I actually guessed correctly it would spin backwards, but slowly. Purely on intuition.

Because the story is a fun one...I'm starting to get the feeling that every story involving Feynman is a fun one.

“Nominee for nominal determinism” wins the subscription lol

It would be interesting to systematically vary the internal and external diameters of the nozzles to isolate the effect of the low pressure areas in the water intake region.
Also, using a narrow diameter T-junction (or two split pipes) in the middle to remove the impact of the vortices. They may only be relevant with the large diameter central outlet cavity.

It wouldn't be the vortexes themselves as they are just a symptom of the forces. The actual motive force would be the flow gradient exiting the tubes.(which could be enhanched if they were offset from true radials. Such an offset may also slightly increase rotation under normal forward flow.

This is NOT the Feynman sprinkler "finally solved". This is just an explanation of the behaviour in one particular set up.
The REAL answer is that out of the 3 options shown at 6:26, the "stationary" people were right (for an ideal theoretical sprinkler). That's why there is no decisive direction of motion in most experiments. A quick look at the Wikipedia will tell you this but you skipped over the main solution in order to make your storyline work. You introduced those 3 options and then proceeded to give absolutely no reason for disregarding them and then acted like it was explained when you introduce the new source of torque.
I would've loved a video explaining why the forwards and backwards forces exactly cancel out because I actually don't understand it and would like to.
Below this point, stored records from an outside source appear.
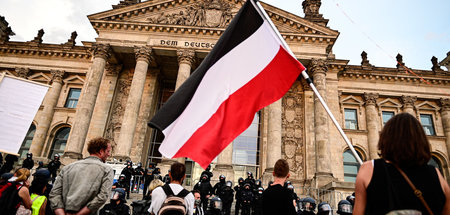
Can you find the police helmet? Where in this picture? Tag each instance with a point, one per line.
(351, 199)
(308, 204)
(258, 183)
(118, 194)
(344, 207)
(324, 209)
(215, 203)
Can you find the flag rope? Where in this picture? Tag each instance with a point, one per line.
(308, 80)
(407, 70)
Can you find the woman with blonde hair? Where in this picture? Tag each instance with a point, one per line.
(386, 185)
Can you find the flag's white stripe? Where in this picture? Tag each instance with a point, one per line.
(226, 76)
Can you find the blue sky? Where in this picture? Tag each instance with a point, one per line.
(417, 29)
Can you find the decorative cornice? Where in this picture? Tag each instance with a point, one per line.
(102, 50)
(143, 53)
(57, 75)
(186, 56)
(370, 98)
(22, 72)
(408, 101)
(445, 104)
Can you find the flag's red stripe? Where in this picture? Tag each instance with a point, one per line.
(236, 113)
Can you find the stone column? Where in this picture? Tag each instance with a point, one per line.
(323, 173)
(224, 164)
(46, 116)
(445, 116)
(408, 104)
(372, 123)
(103, 104)
(273, 139)
(85, 105)
(186, 58)
(143, 58)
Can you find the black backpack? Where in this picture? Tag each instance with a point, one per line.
(174, 204)
(10, 199)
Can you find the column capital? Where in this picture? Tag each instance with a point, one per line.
(113, 69)
(445, 104)
(370, 98)
(408, 101)
(22, 72)
(57, 75)
(102, 50)
(144, 53)
(186, 56)
(318, 66)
A retroactive parallel-construction explanation for why I might have happened to decide on the correct direction of spinning:
Conservation of angular momentum + water being sucked in with a bias towards the inlet side = the sprinkler experiences a torque opposite to the angular momentum imparted to the water in order to get sucked in. No matter what else happens inside the sprinkler. If the water leaving the sprinkler through the central tube carries no angular momentum, then the conservation law insists that the sprinkler has to gain angular momentum opposite to that of the water just outside the sprinkler boundary.

Time symmetry or causal symmetry would indicate if it goes forward in forward causation and will go backwards with backwards causation.

They should have put a small added friction where velocity is higher near the internal exit, and see if the bias can be reversed and hence rotate in opposite direction. Proving it is indeed the internal mechanism.